This discussion is a follow up from a previous one, which actually changed subject with my intervention :
I continue here to not bother all the participants of the previous discussion.
In order to answer Simon W. questions (at the bottom of previous discussion):
I see, however I changed quickly this, and results on training data improved. They go above 99% accuracy already at the second iteration (keeping padding into account).
char_input is initialised like this:
self.char_hidden = (autograd.Variable(torch.zeros(self.num_directions, self.batch_size, self.char_hidden_dim).type(dtype), requires_grad=False, volatile=vflag), autograd.Variable(torch.zeros(self.num_directions, self.batch_size, self.char_hidden_dim).type(dtype), requires_grad=False, volatile=vflag))
dtype is torch.cuda.FloatTensor when cuda is enabled (which is the case), otherwise it is torch.FloatTensor
vflag is a flag which is True when the model is run in testing mode.
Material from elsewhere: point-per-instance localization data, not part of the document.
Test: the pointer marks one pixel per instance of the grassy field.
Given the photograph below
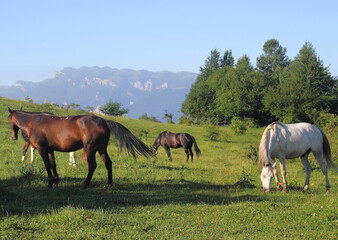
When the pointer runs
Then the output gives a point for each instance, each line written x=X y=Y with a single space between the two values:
x=218 y=196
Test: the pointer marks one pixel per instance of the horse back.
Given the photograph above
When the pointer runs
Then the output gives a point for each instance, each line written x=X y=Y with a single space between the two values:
x=69 y=133
x=294 y=140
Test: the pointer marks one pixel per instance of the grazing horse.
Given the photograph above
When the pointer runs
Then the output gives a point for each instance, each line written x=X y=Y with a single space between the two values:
x=72 y=161
x=287 y=141
x=49 y=133
x=176 y=140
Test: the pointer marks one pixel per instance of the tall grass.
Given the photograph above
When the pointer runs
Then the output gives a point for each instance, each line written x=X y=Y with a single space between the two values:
x=157 y=199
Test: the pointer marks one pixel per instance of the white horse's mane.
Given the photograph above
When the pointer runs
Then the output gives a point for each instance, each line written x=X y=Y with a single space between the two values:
x=263 y=155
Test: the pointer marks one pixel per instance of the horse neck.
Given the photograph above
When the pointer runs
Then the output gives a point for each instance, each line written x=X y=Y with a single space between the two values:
x=156 y=143
x=264 y=154
x=21 y=121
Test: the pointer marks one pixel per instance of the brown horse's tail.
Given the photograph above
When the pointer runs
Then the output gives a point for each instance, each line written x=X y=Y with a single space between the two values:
x=327 y=151
x=197 y=150
x=128 y=141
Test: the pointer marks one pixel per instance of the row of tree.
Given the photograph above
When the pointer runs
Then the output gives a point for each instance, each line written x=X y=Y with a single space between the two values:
x=276 y=89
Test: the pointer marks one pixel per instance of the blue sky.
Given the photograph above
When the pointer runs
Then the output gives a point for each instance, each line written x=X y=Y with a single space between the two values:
x=40 y=37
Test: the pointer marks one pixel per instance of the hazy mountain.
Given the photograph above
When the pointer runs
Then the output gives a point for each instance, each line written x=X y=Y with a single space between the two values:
x=139 y=91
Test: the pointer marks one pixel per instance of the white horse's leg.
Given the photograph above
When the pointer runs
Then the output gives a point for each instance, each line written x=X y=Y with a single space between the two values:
x=283 y=172
x=72 y=159
x=275 y=173
x=307 y=168
x=32 y=154
x=320 y=159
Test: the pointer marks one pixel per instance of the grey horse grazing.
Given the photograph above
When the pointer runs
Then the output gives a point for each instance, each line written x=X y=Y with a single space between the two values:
x=287 y=141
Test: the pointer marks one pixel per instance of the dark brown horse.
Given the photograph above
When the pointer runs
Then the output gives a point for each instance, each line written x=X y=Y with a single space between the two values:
x=176 y=140
x=49 y=133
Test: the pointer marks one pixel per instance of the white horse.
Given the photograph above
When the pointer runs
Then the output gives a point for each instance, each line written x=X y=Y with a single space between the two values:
x=288 y=141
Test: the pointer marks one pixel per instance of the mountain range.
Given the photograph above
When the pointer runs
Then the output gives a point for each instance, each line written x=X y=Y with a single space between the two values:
x=140 y=91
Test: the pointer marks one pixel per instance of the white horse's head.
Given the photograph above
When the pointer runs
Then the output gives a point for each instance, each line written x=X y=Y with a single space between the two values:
x=267 y=175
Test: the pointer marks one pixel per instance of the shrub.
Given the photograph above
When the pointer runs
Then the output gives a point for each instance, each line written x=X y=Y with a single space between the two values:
x=327 y=121
x=213 y=133
x=252 y=154
x=239 y=126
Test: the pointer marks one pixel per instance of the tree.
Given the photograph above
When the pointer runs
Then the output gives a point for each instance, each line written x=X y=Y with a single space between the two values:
x=306 y=88
x=274 y=57
x=113 y=109
x=168 y=117
x=228 y=59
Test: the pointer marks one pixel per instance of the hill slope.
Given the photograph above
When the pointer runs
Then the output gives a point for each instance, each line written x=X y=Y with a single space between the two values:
x=139 y=91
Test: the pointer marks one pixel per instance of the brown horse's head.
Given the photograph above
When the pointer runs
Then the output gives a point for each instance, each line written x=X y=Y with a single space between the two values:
x=153 y=150
x=12 y=122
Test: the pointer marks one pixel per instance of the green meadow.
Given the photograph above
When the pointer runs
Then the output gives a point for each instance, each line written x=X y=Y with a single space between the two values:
x=218 y=196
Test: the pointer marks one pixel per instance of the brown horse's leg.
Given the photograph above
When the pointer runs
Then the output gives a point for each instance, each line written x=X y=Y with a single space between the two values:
x=108 y=163
x=53 y=167
x=191 y=154
x=47 y=163
x=89 y=158
x=186 y=150
x=167 y=149
x=24 y=150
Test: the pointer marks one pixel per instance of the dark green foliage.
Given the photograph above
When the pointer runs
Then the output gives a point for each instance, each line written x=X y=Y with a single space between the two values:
x=213 y=133
x=252 y=154
x=113 y=109
x=278 y=89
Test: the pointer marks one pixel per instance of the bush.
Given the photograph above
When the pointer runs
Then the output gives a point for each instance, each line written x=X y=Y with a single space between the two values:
x=252 y=154
x=328 y=122
x=213 y=133
x=239 y=126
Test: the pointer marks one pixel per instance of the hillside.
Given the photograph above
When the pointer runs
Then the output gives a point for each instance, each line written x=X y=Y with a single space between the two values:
x=139 y=91
x=218 y=196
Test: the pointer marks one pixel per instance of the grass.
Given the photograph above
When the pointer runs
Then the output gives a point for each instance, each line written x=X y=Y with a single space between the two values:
x=218 y=196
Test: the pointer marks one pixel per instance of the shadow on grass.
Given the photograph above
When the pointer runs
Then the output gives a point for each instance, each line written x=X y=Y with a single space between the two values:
x=28 y=198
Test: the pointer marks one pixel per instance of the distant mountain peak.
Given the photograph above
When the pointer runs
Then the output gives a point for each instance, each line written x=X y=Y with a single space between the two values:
x=140 y=91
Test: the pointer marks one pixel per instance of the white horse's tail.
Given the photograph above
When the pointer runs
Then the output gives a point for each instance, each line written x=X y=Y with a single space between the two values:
x=327 y=151
x=264 y=148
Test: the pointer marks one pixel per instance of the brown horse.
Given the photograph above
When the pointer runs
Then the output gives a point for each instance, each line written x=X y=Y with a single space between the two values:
x=49 y=133
x=176 y=140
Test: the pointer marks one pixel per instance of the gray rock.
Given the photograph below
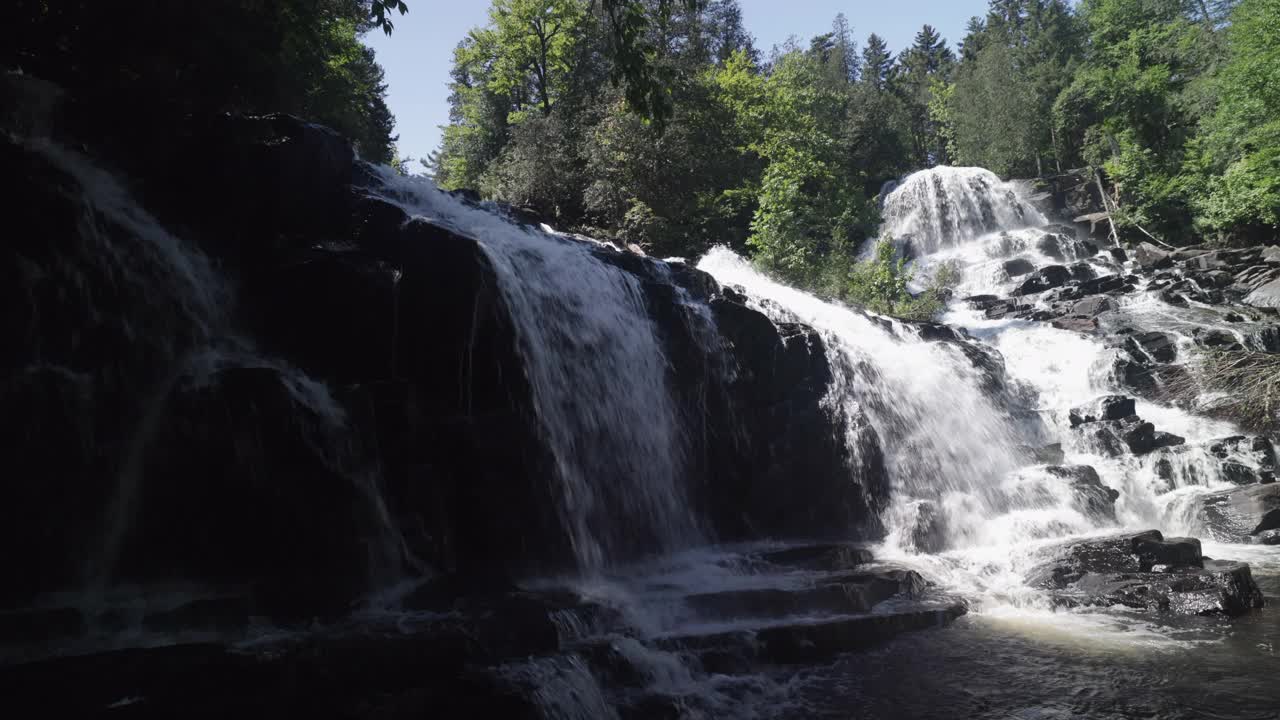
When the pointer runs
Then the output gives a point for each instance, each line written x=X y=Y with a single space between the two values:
x=1160 y=347
x=1107 y=408
x=1042 y=279
x=1147 y=572
x=1238 y=515
x=1093 y=306
x=1129 y=434
x=1265 y=296
x=1018 y=267
x=1151 y=258
x=1091 y=496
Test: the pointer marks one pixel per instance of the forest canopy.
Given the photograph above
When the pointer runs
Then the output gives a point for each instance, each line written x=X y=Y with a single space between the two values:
x=784 y=154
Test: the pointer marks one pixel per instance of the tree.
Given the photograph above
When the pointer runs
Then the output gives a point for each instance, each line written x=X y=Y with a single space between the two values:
x=183 y=59
x=1136 y=103
x=531 y=44
x=918 y=67
x=1234 y=163
x=877 y=62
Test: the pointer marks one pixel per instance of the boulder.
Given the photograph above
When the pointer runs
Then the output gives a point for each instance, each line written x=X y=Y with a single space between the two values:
x=981 y=301
x=1215 y=338
x=1091 y=497
x=1255 y=450
x=1116 y=437
x=1265 y=296
x=1105 y=283
x=1075 y=324
x=1147 y=572
x=928 y=528
x=1242 y=514
x=1107 y=408
x=1093 y=306
x=1150 y=258
x=1159 y=347
x=1042 y=279
x=1011 y=308
x=1264 y=340
x=1018 y=267
x=1082 y=272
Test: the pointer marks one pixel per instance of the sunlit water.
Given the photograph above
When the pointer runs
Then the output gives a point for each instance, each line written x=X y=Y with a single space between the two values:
x=950 y=443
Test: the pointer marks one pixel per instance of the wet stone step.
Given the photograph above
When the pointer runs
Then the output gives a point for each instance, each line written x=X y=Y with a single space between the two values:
x=801 y=641
x=844 y=595
x=824 y=556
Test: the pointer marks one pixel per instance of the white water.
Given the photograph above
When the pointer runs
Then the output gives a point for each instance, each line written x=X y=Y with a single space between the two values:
x=598 y=374
x=952 y=445
x=196 y=340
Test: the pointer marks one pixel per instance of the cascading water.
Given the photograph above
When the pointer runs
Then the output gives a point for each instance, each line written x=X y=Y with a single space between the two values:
x=599 y=379
x=183 y=346
x=949 y=206
x=959 y=454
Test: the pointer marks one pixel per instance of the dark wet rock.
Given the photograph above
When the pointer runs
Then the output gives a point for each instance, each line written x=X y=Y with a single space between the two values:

It’s actually both in different senses:
Memory usage is increasing on RAM, slightly, but increasing.
Momory usage is large and constant on GPU. It takes 5.7GB for the model and only one batch of data (10 sentences).
A colleague of mine is loading the whole data set on GPU, which is also a bigger data set than mine, and his script takes only 2.5GB.
And when I run without cuda, my script takes 1GB in total on RAM (so for the whole dataset, not just the current batch, plus the model and few other stuffs).
Thank you once again for your answers.